Entre os pontos a serem avaliados nas mães estão os impactos da SZC na vida e na saúde das mães. Estratégias de superação, mudança na trajetória de vida, tomada de decisão sobre a vida reprodutiva, etc.
A pesquisa também pretende avaliar a situação socioeconômica das famílias após as consequências da síndrome. Se houve apoio social, uso de serviço de saúde, acesso a políticas públicas, entre outros prontos como renda e situação profissional.
O impacto na vida das mães
Ana Paula Albuquerque da Silva (47), é mãe de Danilo Miguel, de 8 anos. Antes da epidemia, trabalhava como diarista e trabalhou até os oito meses da gestação de Miguel. Porém, precisou parar de trabalhar para cuidar do filho e cumprir a agenda médica de cuidados com a criança.
“Desde que ele nasceu precisou de acompanhamento neurológico, fono, pediatra, infectologista, e muitos outros. Mudou muito a minha vida. Deixei de trabalhar e passei a frequentar vários lugares, onde conheci várias outras mães que passam pela mesma dificuldade que eu”, relatou a mãe de Danilo.
Ana Paula só descobriu a síndrome congênita do filho após o nascimento, no dia 27 de setembro de 2016. “No sétimo mês eu tive sintomas, umas manchinhas na barriga, passei três dias mal, mas até aí eu não sabia. A médica pediu o teste de dengue, mas eu não fiz. Então só vim saber da microcefalia depois do nascimento. Cinco meses depois o pai de Danilo saiu de casa”.

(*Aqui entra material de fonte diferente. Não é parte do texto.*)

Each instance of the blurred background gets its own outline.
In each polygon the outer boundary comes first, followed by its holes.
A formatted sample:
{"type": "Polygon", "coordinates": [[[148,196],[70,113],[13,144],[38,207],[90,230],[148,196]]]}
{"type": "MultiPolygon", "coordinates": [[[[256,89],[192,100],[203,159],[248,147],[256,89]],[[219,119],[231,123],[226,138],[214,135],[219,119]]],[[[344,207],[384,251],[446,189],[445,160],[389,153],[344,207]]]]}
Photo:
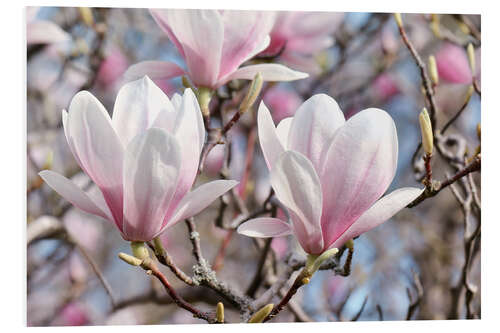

A mãe atípica sustenta sozinha, com o benefício do filho e a pensão dada pelo pai da criança, Danilo, e outros três filhos.
Existe a possibilidade de uma nova epidemia?
O professor e pesquisador de medicina tropical da UPE e UFPE, Ricardo Ximenes, explicou as condições que viabilizaram a epidemia em 2016.
“Como era um vírus que nunca havia circulado nas américas, todas as pessoas eram suscetíveis. Elas não tinham imunidade, e isso aumentou a propagação do vírus. Além, também, de ter ocorrido em um momento muito especial de proliferação dos mosquitos transmissores do vírus”, afirmou o pesquisador.
Ainda segundo Ricardo, a infecção pelo Zika vírus está passando por um momento de retração, situação que ocorre quando boa parte da população adquire imunidade contra um vírus. Porém, isso não impede o surgimento de novas contaminações.
“É possível que estejam ocorrendo novas infecções, mas numa escala bem mais baixa. A questão é que o grupo de crianças que entrou em contato com o vírus naquela época está crescendo. Assim, está aumentando o número de pessoas suscetíveis agora. Então, é possível que, em algum momento, volte a ocorrer um aumento dos casos”, concluiu Ricardo.